Namun prestasi Viola tidak meredup. Oleh karena itu ibu panti juga dengan gigih mengusahakan jalan terbaik agar Viola bisa menuntaskan pendidikannya. Kegigihan ibu Panti membuahkan hasil. Seorang ibu pengusaha sukses yang sudah tak bersuami lagi, bersedia menjadi ibu angkat Viola. Ibu itu pun memasukkan Viola ke universitas terbaik di kota itu.

Tipe kawan-kawan yang ditemuinya di bangku sekolah tidak jauh berbeda dengan yang ditemuinya di lingkungan kampus. Untunglah Viola sudah terbiasa hidup berteman hinaan dan ejekan. Itu juga yang membuat dia jarang punya kawan akrab, sebagian besar waktunya dihabiskan untuk mengasingkan diri.

Selain diberi label sebagai anak yang tidak jelas asal usulnya, Viola juga akhir-akhir ini diberi cap baru yaitu pengikut aliran sesat. Terdengar desas-desus kalau beberapa mahasiswa pernah menemukan benda-benda aneh dalam tasnya seperti potongan tengkorak dan buku tua berisi aksara-aksara kuno di dalamnya.

Benar tidaknya desas-desus tersebut, hanya Tuhan dan Viola yang tahu.

*********

Cahaya petir mengiris-ngiris langit malam pertanda tak lama lagi hujan turun.  Udara dingin menggigit pori-pori.

Dinginnya malam juga terpancar dari wajah Viola. Kamar kostnya yang lengang nampak temaram, karena lampu-lampu listrik dipadamkan.  Penerangan yang ada berasal dari enam buah lilin yang diletakkan di atas lantai keramik. Lilln-lilin tersebut diletakkan teratur di sudut-sudut hexagram yang digambar Viola di lantai kamarnya.

Viola sendiri kini bersila di luar hexagram sambil memegang sebuah kitab lusuh. Aksara-aksara dalam kitab itu nampak asing. Tapi sepertinya Viola bisa mengeja simbol demi simbol dengan baik. Bibirnya sejak tadi bergerak-gerak seirama dengan rima ejaan pada kitab tersebut. Sesekali Viola mengambil jeda, lalu melakukan gerakan aneh, meliukkan badan sambil membuka kedua tangannya lebar-lebar seperti meminta langit segera menurunkan hujan deras.

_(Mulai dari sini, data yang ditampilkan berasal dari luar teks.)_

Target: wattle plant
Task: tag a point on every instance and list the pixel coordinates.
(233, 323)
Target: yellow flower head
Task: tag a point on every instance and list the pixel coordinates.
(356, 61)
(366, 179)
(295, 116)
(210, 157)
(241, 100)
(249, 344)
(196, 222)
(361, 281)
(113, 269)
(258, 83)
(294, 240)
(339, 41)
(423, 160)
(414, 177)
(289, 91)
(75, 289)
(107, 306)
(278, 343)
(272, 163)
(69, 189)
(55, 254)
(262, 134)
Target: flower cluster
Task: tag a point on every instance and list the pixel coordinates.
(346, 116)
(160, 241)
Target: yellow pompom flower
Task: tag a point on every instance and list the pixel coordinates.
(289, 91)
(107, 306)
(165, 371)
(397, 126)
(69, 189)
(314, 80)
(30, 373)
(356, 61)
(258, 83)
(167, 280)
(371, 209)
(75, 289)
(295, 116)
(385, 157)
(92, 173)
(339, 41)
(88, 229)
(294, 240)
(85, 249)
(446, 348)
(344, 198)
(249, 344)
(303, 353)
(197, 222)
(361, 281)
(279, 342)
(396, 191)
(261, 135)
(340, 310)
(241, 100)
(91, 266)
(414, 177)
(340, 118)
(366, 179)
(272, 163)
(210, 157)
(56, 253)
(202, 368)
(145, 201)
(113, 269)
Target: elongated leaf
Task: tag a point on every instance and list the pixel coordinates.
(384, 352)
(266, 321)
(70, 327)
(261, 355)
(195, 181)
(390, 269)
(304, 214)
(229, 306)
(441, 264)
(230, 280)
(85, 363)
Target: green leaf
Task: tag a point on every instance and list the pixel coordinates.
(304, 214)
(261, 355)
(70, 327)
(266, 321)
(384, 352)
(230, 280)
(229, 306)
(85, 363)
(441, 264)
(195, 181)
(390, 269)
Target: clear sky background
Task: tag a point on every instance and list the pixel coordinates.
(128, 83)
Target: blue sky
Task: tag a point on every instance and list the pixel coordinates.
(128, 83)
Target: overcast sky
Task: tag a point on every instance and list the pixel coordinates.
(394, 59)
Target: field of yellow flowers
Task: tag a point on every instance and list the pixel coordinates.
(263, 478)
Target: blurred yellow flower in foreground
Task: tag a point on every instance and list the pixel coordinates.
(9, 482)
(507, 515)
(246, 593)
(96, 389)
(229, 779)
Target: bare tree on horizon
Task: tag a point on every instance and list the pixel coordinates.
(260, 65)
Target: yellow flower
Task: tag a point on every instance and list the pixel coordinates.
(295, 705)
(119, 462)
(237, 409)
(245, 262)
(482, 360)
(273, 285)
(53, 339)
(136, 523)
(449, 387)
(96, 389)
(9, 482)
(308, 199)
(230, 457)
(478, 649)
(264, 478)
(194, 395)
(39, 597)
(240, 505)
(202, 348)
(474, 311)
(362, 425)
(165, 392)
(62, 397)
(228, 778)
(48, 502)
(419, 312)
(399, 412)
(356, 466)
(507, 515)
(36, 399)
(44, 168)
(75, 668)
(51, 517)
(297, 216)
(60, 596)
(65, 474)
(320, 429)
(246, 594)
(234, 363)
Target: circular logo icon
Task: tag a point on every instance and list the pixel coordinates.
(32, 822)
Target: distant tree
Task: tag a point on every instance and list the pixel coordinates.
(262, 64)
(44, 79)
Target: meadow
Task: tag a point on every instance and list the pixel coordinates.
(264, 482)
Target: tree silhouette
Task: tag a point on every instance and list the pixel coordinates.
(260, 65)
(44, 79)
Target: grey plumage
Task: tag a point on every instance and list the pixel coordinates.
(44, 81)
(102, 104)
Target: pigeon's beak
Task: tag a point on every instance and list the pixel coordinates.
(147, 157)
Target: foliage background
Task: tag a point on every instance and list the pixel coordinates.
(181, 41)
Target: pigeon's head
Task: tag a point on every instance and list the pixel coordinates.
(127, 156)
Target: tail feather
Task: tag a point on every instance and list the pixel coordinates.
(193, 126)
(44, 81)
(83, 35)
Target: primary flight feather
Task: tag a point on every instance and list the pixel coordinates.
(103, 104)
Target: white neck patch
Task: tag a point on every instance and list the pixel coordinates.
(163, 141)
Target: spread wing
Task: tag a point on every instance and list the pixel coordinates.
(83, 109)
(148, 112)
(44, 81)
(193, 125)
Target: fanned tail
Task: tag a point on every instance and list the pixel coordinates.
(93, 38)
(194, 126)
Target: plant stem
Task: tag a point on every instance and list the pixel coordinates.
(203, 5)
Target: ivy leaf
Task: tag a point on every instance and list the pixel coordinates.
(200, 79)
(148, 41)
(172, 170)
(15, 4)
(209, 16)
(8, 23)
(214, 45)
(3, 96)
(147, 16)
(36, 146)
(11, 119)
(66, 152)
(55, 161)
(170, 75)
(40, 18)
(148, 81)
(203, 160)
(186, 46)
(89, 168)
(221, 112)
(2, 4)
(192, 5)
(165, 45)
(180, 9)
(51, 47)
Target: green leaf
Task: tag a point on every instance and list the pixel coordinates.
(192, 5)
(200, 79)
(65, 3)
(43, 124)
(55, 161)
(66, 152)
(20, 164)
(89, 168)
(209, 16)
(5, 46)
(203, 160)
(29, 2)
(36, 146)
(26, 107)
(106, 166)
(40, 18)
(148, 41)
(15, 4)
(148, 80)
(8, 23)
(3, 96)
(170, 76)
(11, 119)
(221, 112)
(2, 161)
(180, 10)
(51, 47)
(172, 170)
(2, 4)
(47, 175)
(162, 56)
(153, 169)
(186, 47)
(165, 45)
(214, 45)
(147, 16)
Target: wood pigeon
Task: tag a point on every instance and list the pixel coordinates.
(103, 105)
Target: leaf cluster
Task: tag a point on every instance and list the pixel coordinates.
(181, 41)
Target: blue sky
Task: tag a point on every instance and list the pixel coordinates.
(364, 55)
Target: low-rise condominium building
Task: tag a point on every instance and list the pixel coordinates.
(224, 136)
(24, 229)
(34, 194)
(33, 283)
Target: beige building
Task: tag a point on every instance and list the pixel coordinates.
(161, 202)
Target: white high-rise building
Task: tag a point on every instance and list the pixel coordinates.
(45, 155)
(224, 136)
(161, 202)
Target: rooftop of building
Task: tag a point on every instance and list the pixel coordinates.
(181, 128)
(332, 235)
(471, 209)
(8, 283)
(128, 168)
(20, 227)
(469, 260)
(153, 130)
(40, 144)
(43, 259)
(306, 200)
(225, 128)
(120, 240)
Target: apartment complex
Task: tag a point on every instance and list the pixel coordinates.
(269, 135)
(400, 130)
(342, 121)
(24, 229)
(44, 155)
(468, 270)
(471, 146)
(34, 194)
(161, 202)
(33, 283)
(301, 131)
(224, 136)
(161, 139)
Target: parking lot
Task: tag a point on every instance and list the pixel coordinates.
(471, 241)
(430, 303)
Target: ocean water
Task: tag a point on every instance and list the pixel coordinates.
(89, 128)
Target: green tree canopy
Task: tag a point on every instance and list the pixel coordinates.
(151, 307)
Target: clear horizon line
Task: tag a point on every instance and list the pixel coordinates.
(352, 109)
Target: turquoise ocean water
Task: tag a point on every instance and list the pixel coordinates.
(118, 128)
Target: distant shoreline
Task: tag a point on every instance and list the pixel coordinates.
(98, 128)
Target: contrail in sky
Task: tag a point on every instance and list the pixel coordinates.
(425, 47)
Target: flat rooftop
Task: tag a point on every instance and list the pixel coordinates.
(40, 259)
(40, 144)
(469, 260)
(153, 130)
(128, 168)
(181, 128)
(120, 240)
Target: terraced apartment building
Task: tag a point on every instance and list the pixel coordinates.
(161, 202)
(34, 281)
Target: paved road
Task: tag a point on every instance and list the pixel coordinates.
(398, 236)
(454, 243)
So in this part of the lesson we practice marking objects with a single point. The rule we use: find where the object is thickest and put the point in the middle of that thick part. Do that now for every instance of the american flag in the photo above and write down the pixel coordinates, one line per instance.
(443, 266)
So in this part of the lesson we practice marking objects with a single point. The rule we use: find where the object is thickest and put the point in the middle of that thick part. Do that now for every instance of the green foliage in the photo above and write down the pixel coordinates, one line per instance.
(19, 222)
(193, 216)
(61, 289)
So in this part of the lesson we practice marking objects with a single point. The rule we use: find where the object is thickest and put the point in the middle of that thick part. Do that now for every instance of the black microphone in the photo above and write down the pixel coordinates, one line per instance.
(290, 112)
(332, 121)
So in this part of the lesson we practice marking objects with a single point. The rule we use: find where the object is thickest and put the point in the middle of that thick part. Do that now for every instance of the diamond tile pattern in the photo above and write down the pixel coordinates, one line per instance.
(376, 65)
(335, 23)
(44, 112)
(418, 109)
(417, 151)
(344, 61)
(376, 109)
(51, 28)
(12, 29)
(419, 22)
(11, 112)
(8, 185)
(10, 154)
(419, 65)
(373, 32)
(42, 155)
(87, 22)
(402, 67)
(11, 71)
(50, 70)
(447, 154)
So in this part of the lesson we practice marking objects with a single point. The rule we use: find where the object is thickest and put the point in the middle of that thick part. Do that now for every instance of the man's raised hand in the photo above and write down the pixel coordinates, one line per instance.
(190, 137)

Semakin lama gumamannya semakin lantang. Gerakan tubuhnya juga semakin kencang. Lalu dipuncak bacaan, Viola mengambil sesuatu di dalam tas kain lusuh yang tergeletak disampingnya. Sesuatu itu kini berpindah dalam genggamannya, lalu setelah mengucapkan kata-kata pamungkas Viola melempar isi genggamannya ke tengah-tengah hexagram. Benda-benda kecil itu jatuh begeratak di atas lantai. Rupanya seperti gigi geraham manusia, bukan hanya sebuah, tapi ada beberapa.

Sedetik kemudian, hawa ruangan mendadak menyengat, seperti suhu oven pemanggang roti. Lalu sekonyong-konyong muncul asap hitam tipis yang berputar-putar di atas hexagram. Asap hitam tersebut semakin lama semakin tebal.

Viola nampak puas menatap fenomena astral itu. Kilatan api dendam kembali muncul dari sepasang matanya.

**********************

Keesokan paginya kampus dihebohkan oleh berita tragis. Seorang mahasiswi ditemukan mati mengenaskan di dalam kamar kostnya. Sekujur tubuh mahasiswa tersebut penuh darah dan luka cabikan. Diduga dia mati kehabisan darah. Bukan manusia pelakunya tapi sejenis binatang buas.

Hanya saja pihak berwenang yang menyelidiki kasus itu masih bingung menyingkap tabir misteri kematiannya. Tidak ada tanda-tanda penerebosan di kamar kost itu. Jejak yang ditinggalkan makhluk buas tersebut juga sama sekali tak nampak.

Mahasiswi tersebut bernama Vita, kawan akrab Mauren.

 

Mauren baru bisa menyembuhkan rasa kehilangannya berminggu-minggu setelah peristiwa tragis itu terjadi.

********

Mauren mengikuti seni drama, salah satu unit kegiatan mahasiswa di kampusnya. Dua kali seminggu mereka berkumpul untuk melatihan keterampilan seni peran di aula yang memang disediakan universitas untuk keperluan unit kegiatan mahasiswa tersebut. Anak-anak seni drama ini berlatih sampai sore dan biasanya masih dilanjutkan kongkow-kongkow sampai malam cukup larut.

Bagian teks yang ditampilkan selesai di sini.